By Jacob Riley, Swimming World College Intern.
Freestyle is a complicated stroke because it’s the resting stroke that everybody seems to do differently. Some people look like they’re flailing with pizzaz, some people look so elegant that there is no way they’re going fast, and some people just find a way to move through the water quickly. Whichever way you look at it, there are many good ways to do freestyle. Here’s four quick ways to improve yours.
1. Elongate Your Stroke
This is one of the simplest ways to improve, yet it’s one of the most difficult. A lot of people do not swim to their maximum potential because they do not take long strokes. The longer the stroke means the more water you pull. The more water you pull means the faster you go.

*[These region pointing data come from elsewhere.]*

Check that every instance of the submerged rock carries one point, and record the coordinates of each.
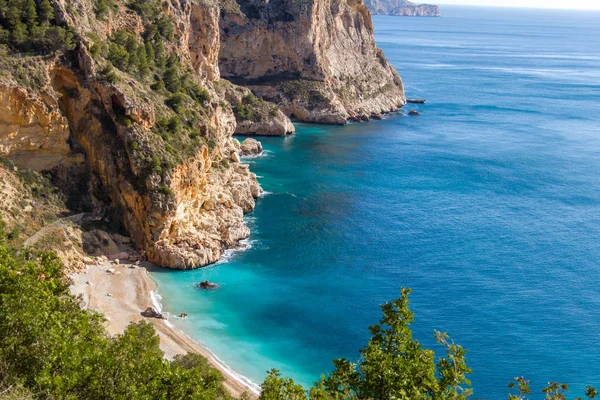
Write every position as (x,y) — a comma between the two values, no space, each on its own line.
(207,285)
(151,312)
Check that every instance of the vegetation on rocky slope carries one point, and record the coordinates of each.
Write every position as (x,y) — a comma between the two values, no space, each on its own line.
(50,348)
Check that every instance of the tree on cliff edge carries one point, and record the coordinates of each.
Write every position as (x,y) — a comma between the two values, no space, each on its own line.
(393,366)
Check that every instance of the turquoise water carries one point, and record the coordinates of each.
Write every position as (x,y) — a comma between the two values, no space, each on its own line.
(487,206)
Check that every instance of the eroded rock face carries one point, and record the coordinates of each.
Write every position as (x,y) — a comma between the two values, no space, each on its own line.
(316,58)
(402,8)
(32,129)
(181,216)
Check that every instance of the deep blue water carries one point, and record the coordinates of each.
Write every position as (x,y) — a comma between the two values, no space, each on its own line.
(487,206)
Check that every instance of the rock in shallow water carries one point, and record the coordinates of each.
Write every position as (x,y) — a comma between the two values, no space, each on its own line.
(251,147)
(151,312)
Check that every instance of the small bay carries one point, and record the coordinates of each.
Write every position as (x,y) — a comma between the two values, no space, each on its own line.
(487,205)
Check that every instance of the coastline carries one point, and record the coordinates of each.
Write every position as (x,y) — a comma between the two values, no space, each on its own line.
(122,296)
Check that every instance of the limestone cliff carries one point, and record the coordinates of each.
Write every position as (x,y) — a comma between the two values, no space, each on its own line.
(127,111)
(317,59)
(402,8)
(171,172)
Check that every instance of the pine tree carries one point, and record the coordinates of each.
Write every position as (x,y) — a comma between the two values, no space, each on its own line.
(143,66)
(46,11)
(149,53)
(30,15)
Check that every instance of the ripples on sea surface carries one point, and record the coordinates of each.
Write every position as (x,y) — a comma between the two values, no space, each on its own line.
(487,206)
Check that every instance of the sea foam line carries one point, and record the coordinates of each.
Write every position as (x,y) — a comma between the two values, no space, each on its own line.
(243,380)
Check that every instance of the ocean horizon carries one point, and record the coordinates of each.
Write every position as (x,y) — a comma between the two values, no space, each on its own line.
(487,205)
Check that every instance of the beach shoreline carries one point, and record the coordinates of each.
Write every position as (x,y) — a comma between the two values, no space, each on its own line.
(121,292)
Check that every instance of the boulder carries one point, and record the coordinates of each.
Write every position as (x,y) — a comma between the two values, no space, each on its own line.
(251,147)
(151,312)
(207,285)
(120,239)
(119,256)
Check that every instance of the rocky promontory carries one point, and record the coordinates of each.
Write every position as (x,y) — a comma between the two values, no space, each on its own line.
(122,106)
(316,59)
(402,8)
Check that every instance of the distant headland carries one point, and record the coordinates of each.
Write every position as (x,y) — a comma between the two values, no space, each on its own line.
(402,8)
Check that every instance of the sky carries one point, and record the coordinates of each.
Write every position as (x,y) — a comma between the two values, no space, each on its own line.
(573,4)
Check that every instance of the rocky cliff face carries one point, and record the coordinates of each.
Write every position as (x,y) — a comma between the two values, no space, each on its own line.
(133,114)
(402,8)
(182,207)
(317,59)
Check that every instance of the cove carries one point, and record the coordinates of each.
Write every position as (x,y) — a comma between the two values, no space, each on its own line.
(487,206)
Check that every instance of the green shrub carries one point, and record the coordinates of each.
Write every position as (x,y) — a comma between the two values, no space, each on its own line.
(51,348)
(108,75)
(176,102)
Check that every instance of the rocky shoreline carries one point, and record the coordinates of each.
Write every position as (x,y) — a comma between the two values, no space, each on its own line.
(121,292)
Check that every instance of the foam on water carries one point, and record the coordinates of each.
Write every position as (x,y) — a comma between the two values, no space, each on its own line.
(487,206)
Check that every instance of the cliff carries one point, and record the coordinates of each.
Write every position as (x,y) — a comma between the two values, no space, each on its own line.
(126,110)
(162,159)
(403,8)
(316,59)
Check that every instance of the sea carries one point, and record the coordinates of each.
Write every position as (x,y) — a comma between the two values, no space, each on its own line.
(487,206)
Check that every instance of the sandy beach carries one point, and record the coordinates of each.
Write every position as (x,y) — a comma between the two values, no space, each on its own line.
(123,294)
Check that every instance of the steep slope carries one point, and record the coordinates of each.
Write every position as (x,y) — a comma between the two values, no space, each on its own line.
(154,131)
(317,59)
(402,8)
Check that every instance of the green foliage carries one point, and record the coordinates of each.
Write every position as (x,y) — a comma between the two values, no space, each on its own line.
(199,94)
(171,79)
(276,387)
(51,348)
(304,90)
(108,74)
(176,102)
(102,7)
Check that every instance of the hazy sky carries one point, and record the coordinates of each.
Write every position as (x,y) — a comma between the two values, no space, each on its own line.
(578,4)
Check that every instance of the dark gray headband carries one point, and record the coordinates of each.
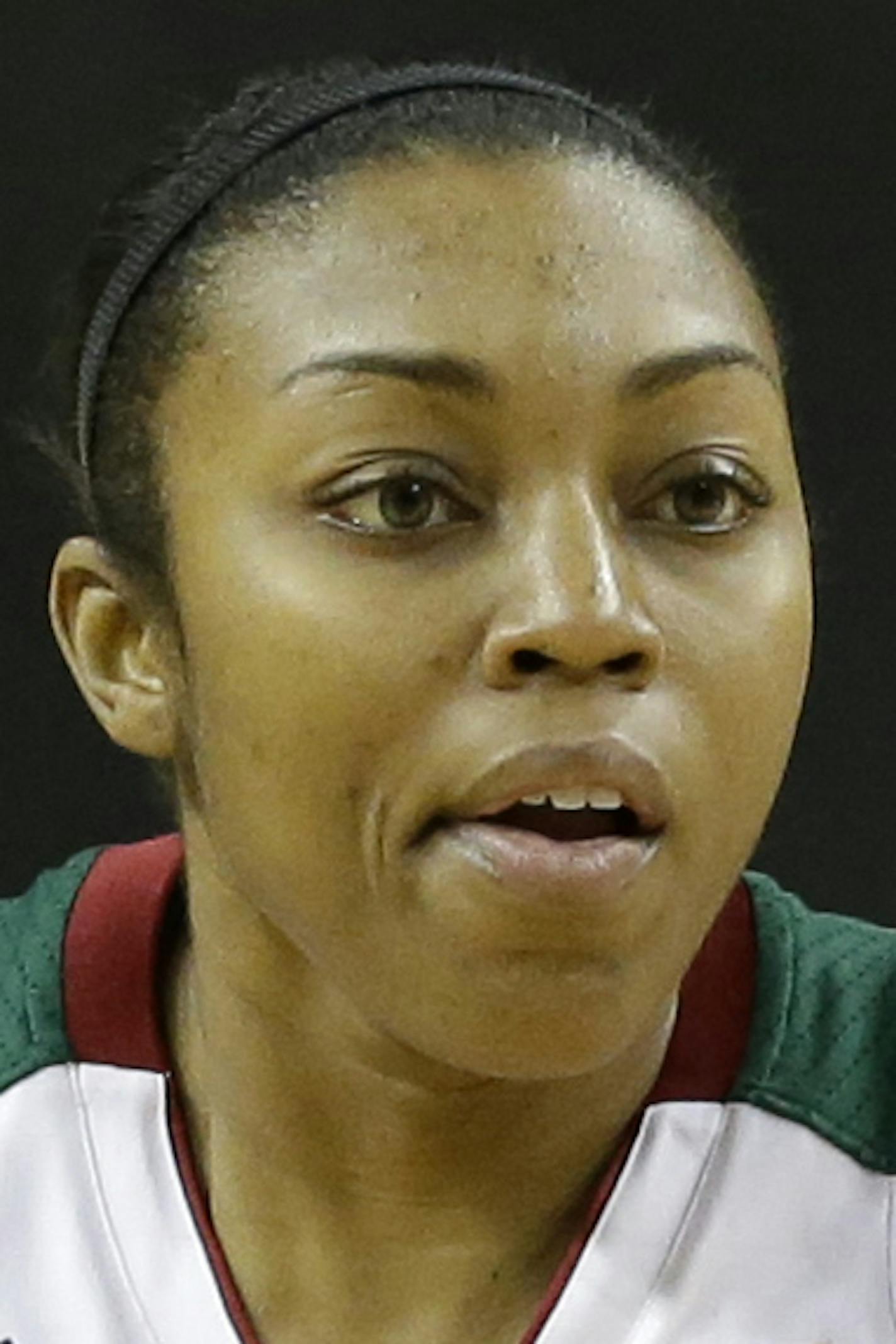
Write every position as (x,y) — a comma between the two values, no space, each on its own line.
(283,123)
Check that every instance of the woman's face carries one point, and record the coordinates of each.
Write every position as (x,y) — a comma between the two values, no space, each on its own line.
(352,661)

2. “Find Your Anchor and Set it.”
When swimming freestyle you need to find a set point in your stroke where you want to pull from. Usually you want this point to be out front so you pull the most amount of water that you can. You want to find this specific point in your stroke, and you want to just pull as hard as you can from that point. This will help you maximize your efficiency.
3. Keep within your power zone when pulling
There’s a set path your strokes should follow in order to keep maximum power. This path lies just along where your shoulder blade is. If you take your stroke too far in towards your head, you end up losing power. You also lose power if you take your stroke too far out to the side, away from your body.
4. Keep a high turnover rate (Especially sprinters)
Some of these things are hard to instill, but once they are almost perfected a high turnover rate needs to be kept. This cannot be sacrificed for power however. The high turnover rate will allow you to be as powerful as possible, and continue to keep your turnover speed.
If you can keep high power and continue to keep high turnover, your freestyle will improve and these tips will help it get there!
All swimming and dryland training and instruction should be performed under the supervision of a qualified coach or instructor, and in circumstances that ensure the safety of participants.